There has been some buzz recently around a few articles that demonstrate machine learning in the video game domain.
Here's one writeup:
Artificial intelligence bests humans at classic arcade games
http://news.sciencem...classic-arcade-gamesFor the academically inclines, I would recommend:
Playing Atari with Deep Reinforcement Learning
http://www.cs.toront.../~vmnih/docs/dqn.pdfWhich talks in detail about the methods used.

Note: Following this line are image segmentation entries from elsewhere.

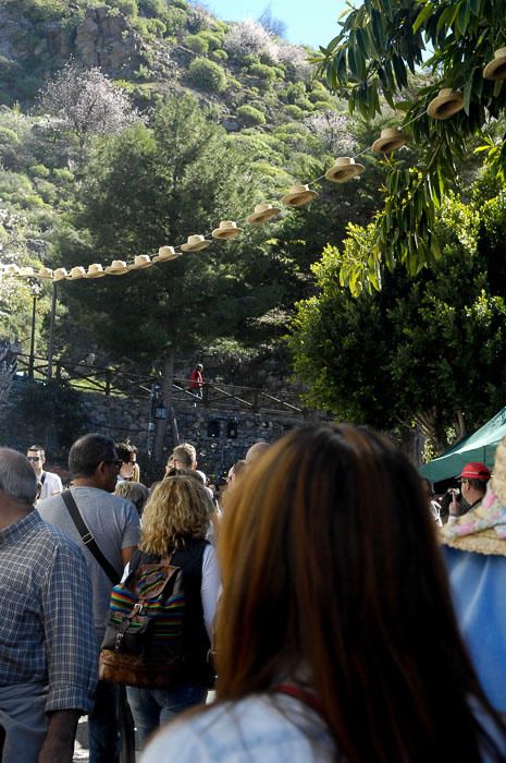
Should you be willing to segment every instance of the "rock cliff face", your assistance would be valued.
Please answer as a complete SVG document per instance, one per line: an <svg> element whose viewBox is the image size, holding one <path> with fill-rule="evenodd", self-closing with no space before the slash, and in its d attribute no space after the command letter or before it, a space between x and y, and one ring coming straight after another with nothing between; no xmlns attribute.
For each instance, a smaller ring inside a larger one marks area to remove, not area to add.
<svg viewBox="0 0 506 763"><path fill-rule="evenodd" d="M48 74L73 57L112 77L129 77L143 62L143 40L122 15L107 7L88 9L72 27L64 21L35 21L16 3L0 5L0 60Z"/></svg>

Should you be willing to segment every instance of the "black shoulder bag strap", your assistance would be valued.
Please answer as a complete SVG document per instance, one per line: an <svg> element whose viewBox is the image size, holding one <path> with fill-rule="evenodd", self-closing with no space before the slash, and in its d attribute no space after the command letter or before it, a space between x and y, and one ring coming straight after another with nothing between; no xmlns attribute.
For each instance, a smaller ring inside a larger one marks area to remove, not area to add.
<svg viewBox="0 0 506 763"><path fill-rule="evenodd" d="M115 585L116 583L120 582L121 580L121 574L116 572L114 567L103 556L102 552L97 545L97 541L94 538L91 533L89 532L88 528L86 526L86 522L84 521L81 511L77 507L77 504L75 502L75 498L72 495L70 491L63 491L61 494L66 508L69 509L69 513L72 518L72 521L74 522L75 526L77 528L77 532L81 535L81 540L83 541L84 545L88 549L90 554L94 555L94 557L97 559L98 564L102 568L102 570L106 572L107 577L110 579L111 583Z"/></svg>

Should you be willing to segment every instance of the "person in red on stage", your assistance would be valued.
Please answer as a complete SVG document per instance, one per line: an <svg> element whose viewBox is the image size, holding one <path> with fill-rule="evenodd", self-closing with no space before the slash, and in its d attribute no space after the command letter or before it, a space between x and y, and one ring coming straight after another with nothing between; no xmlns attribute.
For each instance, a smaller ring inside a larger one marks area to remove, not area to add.
<svg viewBox="0 0 506 763"><path fill-rule="evenodd" d="M192 371L189 375L189 388L193 391L194 395L196 395L198 398L202 397L202 387L203 387L203 365L201 363L197 363L195 368Z"/></svg>

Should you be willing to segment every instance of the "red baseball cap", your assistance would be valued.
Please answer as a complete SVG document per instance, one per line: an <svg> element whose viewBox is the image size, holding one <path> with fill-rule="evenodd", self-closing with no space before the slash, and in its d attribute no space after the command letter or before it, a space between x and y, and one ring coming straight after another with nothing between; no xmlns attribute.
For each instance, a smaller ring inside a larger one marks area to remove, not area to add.
<svg viewBox="0 0 506 763"><path fill-rule="evenodd" d="M466 463L462 471L458 475L458 479L462 477L466 480L481 480L482 482L489 482L491 479L491 471L484 463L480 461L470 461Z"/></svg>

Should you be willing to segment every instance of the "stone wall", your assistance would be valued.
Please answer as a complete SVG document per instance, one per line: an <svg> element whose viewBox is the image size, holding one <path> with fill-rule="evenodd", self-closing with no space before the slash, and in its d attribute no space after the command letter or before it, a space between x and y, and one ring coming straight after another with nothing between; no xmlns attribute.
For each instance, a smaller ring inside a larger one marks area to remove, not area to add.
<svg viewBox="0 0 506 763"><path fill-rule="evenodd" d="M53 464L64 470L73 435L66 438L63 436L70 433L65 432L65 419L59 422L57 409L49 423L47 419L39 421L33 410L23 410L27 389L29 388L26 387L26 382L17 383L9 401L0 407L0 445L25 451L29 445L40 444L48 453L48 468ZM44 389L36 385L35 392L44 392ZM138 460L146 480L149 482L150 479L161 476L160 468L157 469L150 463L148 455L149 433L153 426L148 398L139 400L91 392L79 397L85 420L76 435L100 432L116 441L128 438L139 449ZM257 440L273 443L285 432L304 422L303 416L280 417L226 409L213 410L200 403L175 403L174 415L178 440L195 445L199 467L213 479L223 476L235 461L244 458L249 446ZM231 429L236 431L235 437L231 436ZM177 444L177 435L171 426L168 427L164 460Z"/></svg>

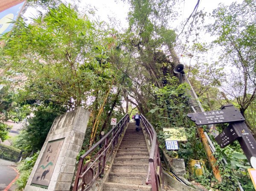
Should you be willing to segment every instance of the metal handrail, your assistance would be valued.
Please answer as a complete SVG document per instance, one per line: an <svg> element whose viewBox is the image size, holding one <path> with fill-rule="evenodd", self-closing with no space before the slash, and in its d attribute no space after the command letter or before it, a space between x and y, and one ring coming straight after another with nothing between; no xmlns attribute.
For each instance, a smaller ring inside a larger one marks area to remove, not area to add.
<svg viewBox="0 0 256 191"><path fill-rule="evenodd" d="M104 174L106 162L113 153L119 137L129 120L129 115L126 114L106 135L80 157L73 191L89 190L97 178ZM86 157L90 156L90 154L100 147L103 142L104 145L97 153L89 161L85 161Z"/></svg>
<svg viewBox="0 0 256 191"><path fill-rule="evenodd" d="M162 191L164 187L163 177L157 133L146 118L142 114L141 117L145 129L149 136L151 145L146 184L151 185L152 191Z"/></svg>

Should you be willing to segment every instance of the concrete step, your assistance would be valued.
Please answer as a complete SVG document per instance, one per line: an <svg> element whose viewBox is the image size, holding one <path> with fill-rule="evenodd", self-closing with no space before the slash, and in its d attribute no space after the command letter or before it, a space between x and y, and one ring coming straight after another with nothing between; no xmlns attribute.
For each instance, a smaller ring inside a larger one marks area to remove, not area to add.
<svg viewBox="0 0 256 191"><path fill-rule="evenodd" d="M147 146L147 144L145 143L121 143L120 144L120 147L126 146L143 146L144 147Z"/></svg>
<svg viewBox="0 0 256 191"><path fill-rule="evenodd" d="M116 155L116 158L127 158L134 157L148 157L149 155L148 152L128 152L128 153L117 153Z"/></svg>
<svg viewBox="0 0 256 191"><path fill-rule="evenodd" d="M140 137L134 137L132 136L131 137L124 137L124 138L122 139L122 140L145 140L145 138L144 137L144 136L140 136Z"/></svg>
<svg viewBox="0 0 256 191"><path fill-rule="evenodd" d="M133 145L133 146L121 146L120 145L119 147L119 149L128 149L131 148L142 148L142 149L145 149L147 148L146 146L141 146L141 145Z"/></svg>
<svg viewBox="0 0 256 191"><path fill-rule="evenodd" d="M126 184L145 185L147 173L111 172L108 182Z"/></svg>
<svg viewBox="0 0 256 191"><path fill-rule="evenodd" d="M150 185L125 184L115 182L104 183L103 191L151 191Z"/></svg>
<svg viewBox="0 0 256 191"><path fill-rule="evenodd" d="M147 173L148 168L148 164L113 164L112 171Z"/></svg>
<svg viewBox="0 0 256 191"><path fill-rule="evenodd" d="M118 149L118 153L140 153L140 152L146 152L148 154L148 151L146 148L127 148L126 149L123 149L119 148Z"/></svg>
<svg viewBox="0 0 256 191"><path fill-rule="evenodd" d="M114 164L147 164L148 157L115 158Z"/></svg>
<svg viewBox="0 0 256 191"><path fill-rule="evenodd" d="M122 143L146 143L146 141L144 139L144 140L122 140Z"/></svg>
<svg viewBox="0 0 256 191"><path fill-rule="evenodd" d="M132 147L132 148L134 148L135 147L138 147L138 146L143 146L143 147L146 147L147 146L147 145L146 144L146 143L133 143L133 144L124 144L124 143L121 143L121 144L120 145L120 147L127 147L127 146L129 146L129 147Z"/></svg>

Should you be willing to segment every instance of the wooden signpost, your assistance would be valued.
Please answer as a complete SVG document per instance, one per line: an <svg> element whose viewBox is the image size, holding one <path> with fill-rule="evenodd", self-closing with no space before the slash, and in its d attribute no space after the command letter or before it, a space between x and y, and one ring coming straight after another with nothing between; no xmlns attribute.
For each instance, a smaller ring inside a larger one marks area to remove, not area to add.
<svg viewBox="0 0 256 191"><path fill-rule="evenodd" d="M256 169L256 141L244 123L244 117L233 104L223 105L220 110L189 113L187 116L199 125L229 123L215 140L221 148L237 140L248 161Z"/></svg>

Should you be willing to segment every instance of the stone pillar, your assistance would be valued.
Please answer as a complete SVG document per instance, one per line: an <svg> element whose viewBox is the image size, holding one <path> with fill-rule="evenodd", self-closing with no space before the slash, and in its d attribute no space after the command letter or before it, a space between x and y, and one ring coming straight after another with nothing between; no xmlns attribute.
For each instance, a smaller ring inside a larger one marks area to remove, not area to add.
<svg viewBox="0 0 256 191"><path fill-rule="evenodd" d="M79 107L55 119L24 191L70 190L89 116Z"/></svg>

The use of the term "deep" seems to me to be as much about coming up with a catchy term that has gone viral and is being hyped like mad -- and has little innovation behind it -- but the new wave of practitioners using neural networks for large scale problems are getting undeniably impressive results.
Again, getting back to the video game results:
There is nothing particularly novel in the approach -- the domain is wonderful, and the basic focus on using the same architecture and parameters to tackle a large collection of learning problems -- and using large dimensional raw input, is great. And the results are impressive. Again -- in my mind this is more a story of the new wave of practioners who are getting very good at leveraging fairly standard neural network techniques on larger and larger problems.
Having said that, this line of work offers little qualitative improvement on the hard problems in AI -- on serious multiscale hierarchical planning, scene recognition, etc. For that we are still waiting for some paradigm shifts.